Challenges and Opportunities
Global travel has enabled unprecedented species transfer across the world: pigs from Polynesia now share a common ecosystem with American cutthroat trout. Biologists have termed this the “New Pangaea.” In the life sciences, a New Pangaea is often invoked to describe the decline in biodiversity associated with global interconnectedness. This may well serve as a warning for thinking about convergent evolution of health systems. Despite global coordination opportunities, the focus of health systems must remain on people and patients, a local accountability.

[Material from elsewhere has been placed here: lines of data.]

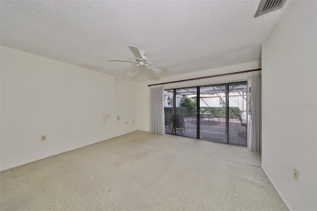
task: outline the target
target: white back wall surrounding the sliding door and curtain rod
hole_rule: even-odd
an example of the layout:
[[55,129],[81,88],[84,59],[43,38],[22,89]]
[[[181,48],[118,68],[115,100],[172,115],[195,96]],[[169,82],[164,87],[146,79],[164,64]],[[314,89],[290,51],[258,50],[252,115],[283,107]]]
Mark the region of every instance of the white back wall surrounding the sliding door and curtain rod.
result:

Local health systems often simply do not yet have the capacity to deliver longitudinal care. A study of noncommunicable disease service availability and readiness in Bangladesh, Haiti, Malawi, Nepal, and Tanzania found that less than five facilities in each country were ready to provide care for diabetes, cardiovascular disease, and chronic respiratory disease. Shortages of trained health workers and essential medicines were critical limitations, particularly in rural areas. Defects in the quality of health care delivered worldwide span underuse, inappropriate use, and overuse. A National Academies of Science, Engineering, and Medicine study estimated that between 5.7 million and 8.4 million deaths occurred annually from poor quality of care in low- and middle-income countries.
The example of India lays bare both the challenges and opportunities inherent to a convergent approach. The health workforce is heterogeneous, including lay health workers and unqualified clinicians. Out-of-pocket expenditures comprise approximately two-thirds of health spending, leading to about 90 million Indians becoming impoverished due to health care costs each year. India is navigating a set of fundamental health policy choices, such as the balance between national and local control, and how to invest in the most cost-effective interventions.
Yet the global principles enumerated above can help forge common solutions — in some cases allowing for a saltatory effect in places like India. There may be an opportunity to leapfrog health financing pitfalls encountered in high-income countries; for instance, setting up reimbursement schemes that discourage low-value care, such as overuse of imaging for back pain. Similarly, as surgical capacity increases in low-income countries, a focus on quality in childbirth care would allow them to avoid unnecessary caesarean sections prevalent in high- and middle-income countries. Reciprocally, the high volume of patients seen in Indian medical centers — for example for cataract surgery — has yielded gains in operational efficiency that holds lessons for places grappling with cost containment, as in the United States. Global convergence affords a chance to leverage economies of scale for lower-cost, higher-quality interventions, and could facilitate more rapid diffusion of innovation across different local contexts.